Random Forests Overview

The STATISTICA Random Forest module is a complete implementation of the Random Forest algorithm developed by Breiman. In STATISTICA, this technique can be used for regression-type problems (to predict a continuous dependent variable) as well as classification problems (to predict a categorical dependent variable).

Technical Notes

Estimation
You have full control over all key aspects of the estimation procedure and model parameter, including the complexity of the trees fitted to the data, the maximum number of trees in the forest, control over how to stop the algorithm when satisfactory results have been achieved, etc. You can also specify an independent testing sample to evaluate the predictive validity of your model. If no specific testing sample is selected, STATISTICA will randomly select such a sample, and then determine the best solution (best number of simple trees) based on the performance of the respective models for predicting the cases in those testing samples.
Results
As with all modules of STATISTICA, STATISTICA Data Miner, STATISTICA Enterprise Server, and STATISTICA Enterprise Server Data Miner, a large number of graphs are provided in the results as aids for the evaluation of the final model.
Deployment for Data Mining
As is the case for all modules for predictive data mining, the final solution can be deployed by generating computer code in C/C++, STATISTICA Visual Basic (SVB), or PMML (for later deployment via the STATISTICA Rapid Deployment engine).

Technical Notes

The STATISTICA Random Forest module is an implementation of the so called Random Forest classifiers developed by Breiman. The algorithm is also applicable to regression problems. A Random Forest consists of a collection (ensemble) of simple tree predictors, each capable of producing a response when presented with a set of predictor values. For classification problems, this response takes the form of a class membership, which associates (classifies) a set of independent (predictor) values with one of the categories present in the dependent variable. Alternatively, for regression problems, the tree response is an estimate of the dependent variable given the predictors.
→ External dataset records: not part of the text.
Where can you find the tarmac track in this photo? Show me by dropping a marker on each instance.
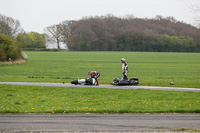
(98, 122)
(101, 86)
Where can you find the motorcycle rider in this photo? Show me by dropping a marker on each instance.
(94, 74)
(124, 69)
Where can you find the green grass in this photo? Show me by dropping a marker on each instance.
(154, 69)
(31, 99)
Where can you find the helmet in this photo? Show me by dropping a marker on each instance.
(122, 59)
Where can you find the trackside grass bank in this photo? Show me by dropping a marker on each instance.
(31, 99)
(154, 69)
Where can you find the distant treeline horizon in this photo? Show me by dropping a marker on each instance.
(110, 33)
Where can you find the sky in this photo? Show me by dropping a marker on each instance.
(35, 15)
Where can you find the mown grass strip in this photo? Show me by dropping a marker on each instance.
(32, 99)
(153, 69)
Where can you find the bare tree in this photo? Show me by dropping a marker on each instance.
(53, 34)
(196, 10)
(9, 26)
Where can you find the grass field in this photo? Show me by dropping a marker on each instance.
(31, 99)
(154, 69)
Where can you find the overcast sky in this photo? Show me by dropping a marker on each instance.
(35, 15)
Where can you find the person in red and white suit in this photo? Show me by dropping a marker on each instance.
(94, 74)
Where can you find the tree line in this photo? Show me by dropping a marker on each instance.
(13, 38)
(102, 33)
(110, 33)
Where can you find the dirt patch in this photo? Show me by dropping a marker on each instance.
(20, 61)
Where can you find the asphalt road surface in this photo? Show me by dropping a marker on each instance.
(101, 86)
(98, 122)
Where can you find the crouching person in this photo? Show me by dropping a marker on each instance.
(94, 74)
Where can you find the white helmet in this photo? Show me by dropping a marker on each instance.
(122, 59)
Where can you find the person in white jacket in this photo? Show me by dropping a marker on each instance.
(124, 69)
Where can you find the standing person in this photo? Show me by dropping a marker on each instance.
(94, 74)
(124, 69)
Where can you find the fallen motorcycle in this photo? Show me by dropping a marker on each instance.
(121, 81)
(87, 81)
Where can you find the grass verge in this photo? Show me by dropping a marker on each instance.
(33, 99)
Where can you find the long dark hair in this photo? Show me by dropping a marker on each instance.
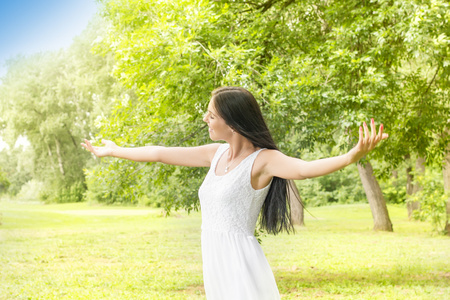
(241, 112)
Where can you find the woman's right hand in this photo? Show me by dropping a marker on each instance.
(107, 150)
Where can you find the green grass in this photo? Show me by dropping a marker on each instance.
(80, 251)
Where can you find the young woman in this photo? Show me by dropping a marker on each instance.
(247, 176)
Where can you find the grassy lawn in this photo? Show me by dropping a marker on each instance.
(81, 251)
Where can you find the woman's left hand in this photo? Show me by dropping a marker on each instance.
(367, 140)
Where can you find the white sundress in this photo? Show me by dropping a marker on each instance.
(234, 265)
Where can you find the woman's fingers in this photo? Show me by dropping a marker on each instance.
(366, 133)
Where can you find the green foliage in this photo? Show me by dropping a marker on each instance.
(342, 187)
(318, 70)
(81, 251)
(4, 182)
(394, 189)
(432, 200)
(52, 99)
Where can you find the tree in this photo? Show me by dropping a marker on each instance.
(52, 99)
(338, 61)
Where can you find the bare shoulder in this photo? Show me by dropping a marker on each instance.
(263, 159)
(211, 149)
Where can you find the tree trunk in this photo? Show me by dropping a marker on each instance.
(446, 173)
(58, 154)
(297, 212)
(412, 188)
(377, 203)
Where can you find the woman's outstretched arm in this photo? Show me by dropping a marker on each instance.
(181, 156)
(277, 164)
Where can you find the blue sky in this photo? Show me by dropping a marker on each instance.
(32, 26)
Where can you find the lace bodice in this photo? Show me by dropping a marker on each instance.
(229, 203)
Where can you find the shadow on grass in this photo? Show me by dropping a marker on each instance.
(323, 282)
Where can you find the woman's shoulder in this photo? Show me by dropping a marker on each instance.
(264, 157)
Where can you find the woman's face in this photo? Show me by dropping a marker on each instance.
(218, 129)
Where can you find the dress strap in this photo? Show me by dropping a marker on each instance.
(222, 148)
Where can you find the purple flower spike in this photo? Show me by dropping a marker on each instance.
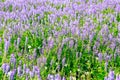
(57, 77)
(19, 71)
(5, 68)
(31, 73)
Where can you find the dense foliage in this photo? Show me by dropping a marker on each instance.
(60, 39)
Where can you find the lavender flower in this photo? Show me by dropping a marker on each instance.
(50, 42)
(13, 60)
(111, 75)
(12, 74)
(5, 67)
(19, 71)
(50, 77)
(100, 57)
(31, 73)
(57, 77)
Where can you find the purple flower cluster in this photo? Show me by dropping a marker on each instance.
(111, 76)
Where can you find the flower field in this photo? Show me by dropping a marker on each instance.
(59, 39)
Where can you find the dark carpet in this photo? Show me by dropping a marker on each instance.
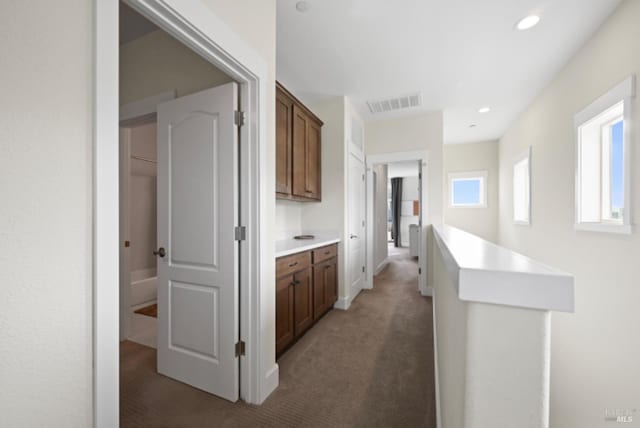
(370, 366)
(150, 311)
A Random Forest consists of an arbitrary number (ensemble) of simple trees, which are used to vote for the most popular class (classification), or their responses are combined (averaged) to obtain an estimate of the dependent variable (regression). Using tree ensembles can lead to significant improvement in prediction accuracy (i.e., better ability to predict new data cases).

The response of each tree depends on a set of predictor values chosen independently (with replacement) and with the same distribution for all trees in the forest, which is a subset of the predictor values of the original data set. In the STATISTICA Random Forest module, the optimal size of the subset of predictor variables is given by log2 M+1, where M is the number of inputs.

For classification problems, given a set of simple trees and a set of random predictor variables, the Random Forest method defines a margin function that measures the extent to which the average number of votes for the correct class exceeds the average vote for any other class present in the dependent variable. This measure provides us not only with a convenient way of making predictions, but also with a way of associating a confidence measure with those predictions.

For regression problems, Random Forests are formed by growing simple trees, each capable of producing a numerical response value (instead of a class label, as opposed to classification). Here, too, the predictor set is randomly selected from the same distribution and for all trees. Given the above, the mean-square error for a Random Forest is given by:

meanerror = (observed - treeresponse)2

The predictions of the Random Forest are taken to be the average of the predictions of the trees:

where the index k runs over the individual trees in the forest.

The implementation of the Random Forest algorithm in STATISTICA can flexibly incorporate missing data in the predictor variables. When missing data are encountered for a particular observation (case) during model building, the prediction made for that case is based on the last preceding (non-terminal) node in the respective tree. So, for example, if at a particular point in the sequence of trees a predictor variable is selected at the root (or other non-terminal) node for which some cases have no valid data, then the prediction for those cases is simply based on the overall mean at the root (or other non-terminal) node. Hence, there is no need to eliminate cases from the analysis if they have missing data for some of the predictors, nor is it necessary to compute surrogate split statistics (e.g., see also the documentation for the Number of surrogates option on the Interactive Trees Specifications dialog - Advanced tab for C&RT).

Importance

Generally, in data mining projects, the input variables are not equivalent, that is, often few variables have greater effect on the target variable than the others. Thus, it is useful to learn the relative influence (importance) of each predictor in predicting the response.  

For a given decision tree, STATISTICA computes predictor importance by summing over all nodes in the tree - the drop (delta) in node impurity and expressing these sums relative to the largest sum found over all predictors, i.e., the most important variable.

In general, the delta or decrease in node impurity is given by:

(s = split ) Di(s,t) = i(t) – pR*i(tR) – pL*i(tL)

where split of a parent node t sends a proportion pR of the case in t to the right daughter node tR and pL to the left daughter node tL. The impurity measure, i(t), of the node is typically given by the Gini measure (default) for a classification problem and sum of squares (SS) for a regression problem. For a random forest, the variable importance measures are summed across all trees in the forest and scaled in the same manner so that the most important variable has a value of 1.

Further details of various methods using trees can be found in General Classification and Regression Tree Models, Boosted Tree Classification and Regression, and Interactive Trees.